Delacroix escogió colores cálidos, con pigmentos castaños y rojos. Las formas son una vorágine humana. Orgía de sangre y de muerte, el lienzo es violento y al tiempo sensual: los sinuosos cuerpos de las mujeres desnudas, torturadas sobre el ensangrentado lecho del crápula.
Con su estética en todo punto afín a la del pintor, Hector Berlioz compuso una cantata basada en La muerte de Sardanápalo .
La más bella mujer del mundo. En 1830 huye Carlos X, el último representante de la dinastía borbónica en Francia (¡la dinastía de Luis XIV!). Sangrienta revolución parisina.

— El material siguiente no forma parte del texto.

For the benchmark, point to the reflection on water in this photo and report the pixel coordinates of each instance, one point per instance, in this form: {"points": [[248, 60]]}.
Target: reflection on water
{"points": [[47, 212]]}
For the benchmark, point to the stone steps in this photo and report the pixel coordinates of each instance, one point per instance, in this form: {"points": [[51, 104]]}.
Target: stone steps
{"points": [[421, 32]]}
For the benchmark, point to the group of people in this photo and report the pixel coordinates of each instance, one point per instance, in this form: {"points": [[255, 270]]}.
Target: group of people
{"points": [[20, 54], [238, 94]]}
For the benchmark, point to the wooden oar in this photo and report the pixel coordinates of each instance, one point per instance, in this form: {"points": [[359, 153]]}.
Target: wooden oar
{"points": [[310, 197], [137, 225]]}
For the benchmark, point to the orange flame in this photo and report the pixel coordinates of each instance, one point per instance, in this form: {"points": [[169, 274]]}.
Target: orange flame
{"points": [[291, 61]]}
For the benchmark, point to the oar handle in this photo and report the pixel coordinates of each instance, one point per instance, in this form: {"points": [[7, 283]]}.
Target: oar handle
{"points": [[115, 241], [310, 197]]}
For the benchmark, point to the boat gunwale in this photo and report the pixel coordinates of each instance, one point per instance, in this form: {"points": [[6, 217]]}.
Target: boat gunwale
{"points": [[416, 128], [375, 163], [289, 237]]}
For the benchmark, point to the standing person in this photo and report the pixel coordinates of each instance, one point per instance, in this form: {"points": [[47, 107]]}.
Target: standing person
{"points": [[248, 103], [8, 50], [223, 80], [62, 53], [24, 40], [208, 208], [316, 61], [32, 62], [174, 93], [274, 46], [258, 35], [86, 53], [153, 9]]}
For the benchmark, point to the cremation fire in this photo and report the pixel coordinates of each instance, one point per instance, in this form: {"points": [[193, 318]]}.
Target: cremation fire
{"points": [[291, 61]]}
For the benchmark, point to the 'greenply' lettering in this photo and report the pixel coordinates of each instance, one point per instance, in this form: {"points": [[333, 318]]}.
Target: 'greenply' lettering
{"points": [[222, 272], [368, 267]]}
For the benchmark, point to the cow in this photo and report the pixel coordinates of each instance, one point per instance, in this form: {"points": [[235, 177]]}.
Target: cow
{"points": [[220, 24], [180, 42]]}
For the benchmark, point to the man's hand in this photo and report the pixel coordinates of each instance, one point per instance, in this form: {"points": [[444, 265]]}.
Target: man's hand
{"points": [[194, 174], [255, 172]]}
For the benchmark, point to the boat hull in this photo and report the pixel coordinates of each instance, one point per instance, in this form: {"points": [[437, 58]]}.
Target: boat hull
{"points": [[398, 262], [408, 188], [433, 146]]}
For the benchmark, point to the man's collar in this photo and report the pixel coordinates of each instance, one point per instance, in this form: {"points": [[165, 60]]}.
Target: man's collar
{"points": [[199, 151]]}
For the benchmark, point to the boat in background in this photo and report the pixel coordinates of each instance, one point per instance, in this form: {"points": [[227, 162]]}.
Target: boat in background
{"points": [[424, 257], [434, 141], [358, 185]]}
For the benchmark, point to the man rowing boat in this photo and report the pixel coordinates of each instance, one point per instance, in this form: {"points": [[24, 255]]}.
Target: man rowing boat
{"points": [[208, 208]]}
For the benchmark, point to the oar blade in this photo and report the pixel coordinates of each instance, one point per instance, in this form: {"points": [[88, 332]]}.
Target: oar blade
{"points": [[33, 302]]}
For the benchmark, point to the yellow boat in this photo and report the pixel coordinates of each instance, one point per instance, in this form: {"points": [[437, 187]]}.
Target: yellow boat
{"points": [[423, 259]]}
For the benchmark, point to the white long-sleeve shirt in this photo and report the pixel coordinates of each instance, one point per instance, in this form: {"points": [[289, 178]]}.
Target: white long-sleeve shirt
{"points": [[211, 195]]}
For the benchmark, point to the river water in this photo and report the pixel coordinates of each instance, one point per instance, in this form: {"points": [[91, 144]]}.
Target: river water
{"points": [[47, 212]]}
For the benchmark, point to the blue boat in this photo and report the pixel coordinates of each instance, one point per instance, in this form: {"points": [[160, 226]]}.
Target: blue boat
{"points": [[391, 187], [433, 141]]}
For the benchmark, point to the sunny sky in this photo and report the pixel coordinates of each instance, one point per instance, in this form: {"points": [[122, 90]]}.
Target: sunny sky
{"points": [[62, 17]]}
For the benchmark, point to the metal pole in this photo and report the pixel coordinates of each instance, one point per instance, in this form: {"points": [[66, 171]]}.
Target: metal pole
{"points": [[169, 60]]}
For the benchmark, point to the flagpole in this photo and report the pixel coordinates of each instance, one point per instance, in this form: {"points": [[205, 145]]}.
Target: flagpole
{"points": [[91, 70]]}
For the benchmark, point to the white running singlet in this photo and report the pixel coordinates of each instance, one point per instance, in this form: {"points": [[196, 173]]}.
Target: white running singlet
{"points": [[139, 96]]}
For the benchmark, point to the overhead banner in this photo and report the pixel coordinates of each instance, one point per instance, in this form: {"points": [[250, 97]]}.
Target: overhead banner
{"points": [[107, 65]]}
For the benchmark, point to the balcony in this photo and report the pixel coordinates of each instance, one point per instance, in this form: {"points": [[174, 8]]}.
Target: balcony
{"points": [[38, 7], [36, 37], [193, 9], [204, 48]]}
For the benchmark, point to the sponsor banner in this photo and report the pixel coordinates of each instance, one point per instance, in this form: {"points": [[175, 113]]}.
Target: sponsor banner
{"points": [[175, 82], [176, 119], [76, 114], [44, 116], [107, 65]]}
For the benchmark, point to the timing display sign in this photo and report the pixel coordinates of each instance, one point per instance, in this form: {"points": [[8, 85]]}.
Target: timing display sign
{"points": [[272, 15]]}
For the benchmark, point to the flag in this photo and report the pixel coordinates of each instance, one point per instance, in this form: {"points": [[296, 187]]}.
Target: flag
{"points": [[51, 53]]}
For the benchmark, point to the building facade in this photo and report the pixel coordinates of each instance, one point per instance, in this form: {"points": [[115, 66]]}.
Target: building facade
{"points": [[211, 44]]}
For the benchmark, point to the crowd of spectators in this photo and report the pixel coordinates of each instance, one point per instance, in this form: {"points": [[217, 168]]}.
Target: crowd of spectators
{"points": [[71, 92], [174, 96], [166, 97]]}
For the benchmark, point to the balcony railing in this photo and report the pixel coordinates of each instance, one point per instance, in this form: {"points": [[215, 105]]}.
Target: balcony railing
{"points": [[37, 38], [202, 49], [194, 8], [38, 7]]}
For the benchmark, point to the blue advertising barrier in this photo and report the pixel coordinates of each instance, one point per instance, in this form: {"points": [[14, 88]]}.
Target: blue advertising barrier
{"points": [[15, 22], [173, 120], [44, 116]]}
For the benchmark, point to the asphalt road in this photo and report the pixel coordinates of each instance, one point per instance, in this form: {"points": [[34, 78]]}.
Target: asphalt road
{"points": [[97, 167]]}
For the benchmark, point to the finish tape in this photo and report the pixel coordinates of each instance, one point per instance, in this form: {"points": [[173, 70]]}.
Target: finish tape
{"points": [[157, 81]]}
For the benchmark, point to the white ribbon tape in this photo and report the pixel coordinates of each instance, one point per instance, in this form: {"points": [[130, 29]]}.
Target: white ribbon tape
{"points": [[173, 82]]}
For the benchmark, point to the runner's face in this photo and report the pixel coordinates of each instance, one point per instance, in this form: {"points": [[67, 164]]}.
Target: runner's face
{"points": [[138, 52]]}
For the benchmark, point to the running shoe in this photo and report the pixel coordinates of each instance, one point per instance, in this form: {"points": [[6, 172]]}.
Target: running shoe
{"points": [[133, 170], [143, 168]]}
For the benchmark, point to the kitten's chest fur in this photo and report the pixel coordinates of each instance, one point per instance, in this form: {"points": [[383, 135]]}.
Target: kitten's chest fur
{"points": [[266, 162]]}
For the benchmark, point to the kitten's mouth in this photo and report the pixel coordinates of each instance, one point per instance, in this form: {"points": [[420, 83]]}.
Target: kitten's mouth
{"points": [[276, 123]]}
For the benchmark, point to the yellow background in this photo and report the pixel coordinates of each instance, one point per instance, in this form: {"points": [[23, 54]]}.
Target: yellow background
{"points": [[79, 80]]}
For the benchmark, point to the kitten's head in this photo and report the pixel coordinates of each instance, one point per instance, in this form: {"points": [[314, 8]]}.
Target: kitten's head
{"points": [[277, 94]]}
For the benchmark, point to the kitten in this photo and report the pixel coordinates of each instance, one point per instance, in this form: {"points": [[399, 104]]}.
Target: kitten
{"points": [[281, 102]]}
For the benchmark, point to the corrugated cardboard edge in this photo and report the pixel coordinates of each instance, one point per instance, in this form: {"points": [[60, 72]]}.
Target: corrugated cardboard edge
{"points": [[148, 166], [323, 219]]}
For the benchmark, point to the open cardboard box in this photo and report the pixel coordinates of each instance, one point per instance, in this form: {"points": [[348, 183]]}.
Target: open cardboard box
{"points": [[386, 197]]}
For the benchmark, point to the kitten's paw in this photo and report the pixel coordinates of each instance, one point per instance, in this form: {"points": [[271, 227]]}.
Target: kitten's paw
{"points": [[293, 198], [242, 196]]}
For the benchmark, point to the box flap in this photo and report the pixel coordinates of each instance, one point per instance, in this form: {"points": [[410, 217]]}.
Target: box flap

Luis Felipe asume el poder, controlado por un sistema parlamentario que, en buena medida, le ata las manos. Se crean el estandarte francés y la noción de patria .
Delacroix celebra esos hechos con La Libertad guiando al pueblo : por poco no decimos un cuadro que “suena”, un cuadro en el que reconocemos el ritmo marcial de la Marsellesa y el fragor de los cañones.
Esencialmente, se trata de un triángulo isósceles en el que todas las líneas (los fusiles) propenden hacia arriba: el ángulo cerrado. A la izquierda de la mujer, un niño representa el punto focal del cuadro: Gavroche, el pequeño mártir de Los miserables , de Victor Hugo.
A la derecha de la mujer, con sombrero negro y fusil, el propio Delacroix se integra a la revolución.
¿Por qué alegoriza una mujer la libertad? Las alegorías eran frecuentes en la pintura y la iconografía del Medioevo; generalmente eran mujeres: la justicia, la sabiduría, la paz, la verdad, la vida.
Sin embargo, esa, además, es bellísima y lleva los senos desnudos; es que no sólo es la libertad: es también la patria, la que proporciona alimento, la tierra nutricia, la madre que enarbola su simbólica frazada-bandera. ¡Ah, nuestras atávicas, pero siempre vigentes significaciones!
Disciplina dentro de la pasión. Lo más difícil del mundo, sí; no obstante, Delacroix lo logró. Ambos cuadros: La muerte de Sardanápalo y La Libertad guiando al pueblo, nos dan, prima facie , una impresión de caos, de turbamulta precipitada en tropel.
Sin embargo, La muerte de Sardanápalo está organizada, “amarrada”, en torno a una diagonal de luz que pone en contacto la mirada desdeñosa del rey, con la mirada implorante de la mujer a punto de ser supliciada.
En esencia, La Libertad guiando al pueblo es un triángulo isósceles cuyo ángulo más cerrado es el desgarrado estandarte francés.
Como en todo gran cuadro previo al advenimiento de los modernismos, la geometría estructura los elementos en juego: eterna tensión entre disciplina y pasión. Ambas se pertenecen una a otra como una expresión a un rostro.
La forma permite que el fondo sea inteligible; el fondo, que la forma no devenga mera abstracción. El sentimiento crea su propio lenguaje. Sin el amor, el lenguaje es vacío: un juego de sombras chinescas; sin el lenguaje, el amor es un sentimiento autocontenido, incomunicable.
Lo mismo sucede con el arte: la suprema intensidad contenida por la suprema inteligencia.
EL AUTOR ES MÚSICO, PIANISTA Y ESCRITOR COSTARRICENSE.